Setting up Oracle Golden Gate between 2 Oracle instances (asynchronous)

January 29, 2010

Quick Installation guide.

Oracle GoldenGate version is 10.4 for RHEL 5 and Oracle Databases version is 10.2.0.3 (unpatched 10.2 because our live DB has the same patchlevel)

Requirements:

2 databases GGSRC (source) and GGDEST (destination)
Identical schemas in databases we want to replicate (SCOTT in our example)
Network connection between two databases.
Ports need to be opened in range 7809 – 7950 in both directions
Golden Gate installation pack: ggs_redhatAS50_x64_ora10g_64bit_v10.4.0.19_002.tar.gz (freely downloadable from oracle.com)

Preinstallation tasks:

 1. Tell database to log more (supplemental logging ~10% of more redo writing) on source side.

alter database add supplemental log data;

 2. GoldenGate user creation on source and target side

useradd -d /data/home/gguser gguser

3. I preferred to put GoldenGate database user tables into different tablespace. So create the tablespace for both databases like:

Create tablespace OGGDATA datafile ‘/u01/oradata/OGGSRC/oggdata01.dbf’ size 1000M autoextend on next 100M;

4. GoldenGate schema creation into source and target database

create user OGG identified by  OGG default tablespace OGGDATA temporary tablespace TEMP profile DEFAULT;
alter user OGG QUOTA UNLIMITED ON OGGDATA;
grant CONNECT to OGG;
grant CREATE SESSION to OGG;
grant RESOURCE to OGG;
grant SELECT ANY TABLE to OGG;
grant ALTER SESSION to OGG;
grant CREATE TABLE to OGG;
grant FLASHBACK ANY TABLE to OGG;
grant SELECT ANY DICTIONARY to OGG;
grant DBA to OGG; 

(some of the privileges do not make any sense because most of them are covered in roles CONNECT and RESOURCE)
(Never do not give DBA privileges to OGG, I did it because GG doc asked me to give insert update delete privileges for replication schema, I thought later that this was for symmetric GG set up. Then you should give object privileges for certain schema objects)

Installation part:

1. Log in or su as gguser (golden gate os user we created before), create directory for GG binaries (OGG – as Oracle Golden Gate is good), unpack your installation pack and that’s all. You have to do this on the both sides.

mkdir OGG
cd OGG

Copy you installation pack in there and:

gunzip ggs_redhatAS50_x64_ora10g_64bit_v10.4.0.19_002.tar.gz
tar –xvf ggs_redhatAS50_x64_ora10g_64bit_v10.4.0.19_002.tar

2. set up your environment:

Easiest way is to add these 4 lines into your bash_profile.

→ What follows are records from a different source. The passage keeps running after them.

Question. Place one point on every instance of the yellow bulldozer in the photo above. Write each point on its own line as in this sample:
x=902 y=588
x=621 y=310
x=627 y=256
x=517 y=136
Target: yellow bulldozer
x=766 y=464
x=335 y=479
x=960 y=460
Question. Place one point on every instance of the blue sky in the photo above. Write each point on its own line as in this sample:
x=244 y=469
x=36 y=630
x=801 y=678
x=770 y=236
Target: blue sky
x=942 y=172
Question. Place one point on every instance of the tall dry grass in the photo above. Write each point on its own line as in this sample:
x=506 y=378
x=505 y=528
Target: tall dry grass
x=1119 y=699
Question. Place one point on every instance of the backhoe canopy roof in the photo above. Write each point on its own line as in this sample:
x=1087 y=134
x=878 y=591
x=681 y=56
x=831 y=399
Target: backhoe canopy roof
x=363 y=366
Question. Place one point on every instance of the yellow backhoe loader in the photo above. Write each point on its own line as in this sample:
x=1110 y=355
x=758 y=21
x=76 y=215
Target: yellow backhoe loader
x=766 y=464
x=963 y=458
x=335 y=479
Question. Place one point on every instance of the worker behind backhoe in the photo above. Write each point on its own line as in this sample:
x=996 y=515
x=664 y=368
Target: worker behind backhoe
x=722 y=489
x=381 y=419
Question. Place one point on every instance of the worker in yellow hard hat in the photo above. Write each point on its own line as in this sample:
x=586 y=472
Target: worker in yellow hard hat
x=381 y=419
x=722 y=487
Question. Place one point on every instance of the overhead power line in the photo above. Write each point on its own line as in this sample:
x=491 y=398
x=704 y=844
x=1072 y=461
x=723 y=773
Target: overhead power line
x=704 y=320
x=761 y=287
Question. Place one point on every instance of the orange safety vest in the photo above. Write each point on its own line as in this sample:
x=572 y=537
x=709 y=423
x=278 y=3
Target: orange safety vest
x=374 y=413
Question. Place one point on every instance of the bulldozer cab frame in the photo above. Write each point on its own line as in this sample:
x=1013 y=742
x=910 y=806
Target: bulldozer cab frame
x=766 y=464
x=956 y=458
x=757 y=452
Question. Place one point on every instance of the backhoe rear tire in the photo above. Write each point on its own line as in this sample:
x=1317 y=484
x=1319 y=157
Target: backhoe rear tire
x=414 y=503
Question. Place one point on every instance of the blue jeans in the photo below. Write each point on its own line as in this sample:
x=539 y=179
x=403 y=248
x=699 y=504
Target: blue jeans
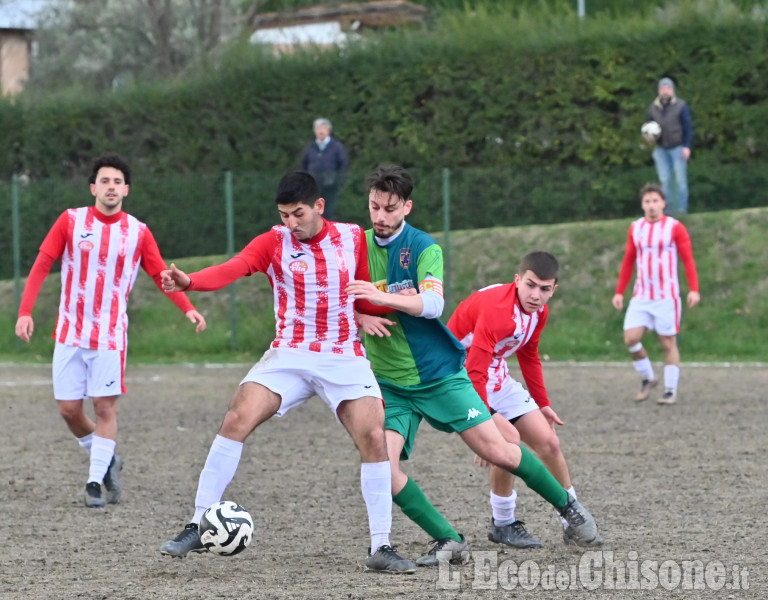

(Of course edit these lines according to your current environment.)
On the source side:

export ORACLE_HOME=/data/app/oracle/product/10.2.0
export ORACLE_SID=GGSRC
export LD_LIBRARY_PATH=/data/app/oracle/product/10.2.0/lib
export PATH=$PATH:$ORACLE_HOME/bin

On the destination side:

export ORACLE_HOME=/data/app/oracle/product/10.2.0
export ORACLE_SID=GGDEST
export LD_LIBRARY_PATH=/data/app/oracle/product/10.2.0/lib
export PATH=$PATH:$ORACLE_HOME/bin

3. Verify if your main tool ggsci works. In your installation directory execute:

 ./ggsci

If no errors when opening application, then it should work.
That’s all. Installation is done. It’s even a bit weird to describe it, because it’s too simple.

Configuration.

Source side on your ggsci prompt:

GGSCI (srchost) 1> create subdirs
GGSCI (srchost) 1> status all
GGSCI (srchost) 1> edit params mgr

Your default editor has been opened, insert following lines and save:

port 7809
lagreportminutes 5
laginfominutes 1
lagcriticalminutes 2
purgeoldextracts ./dirdat/t*, minkeepdays 2, usecheckpoints

GGSCI (srchost) 1> start mgr
GGSCI (srchost) 1> status all

If manager is running then manager configuration is ok.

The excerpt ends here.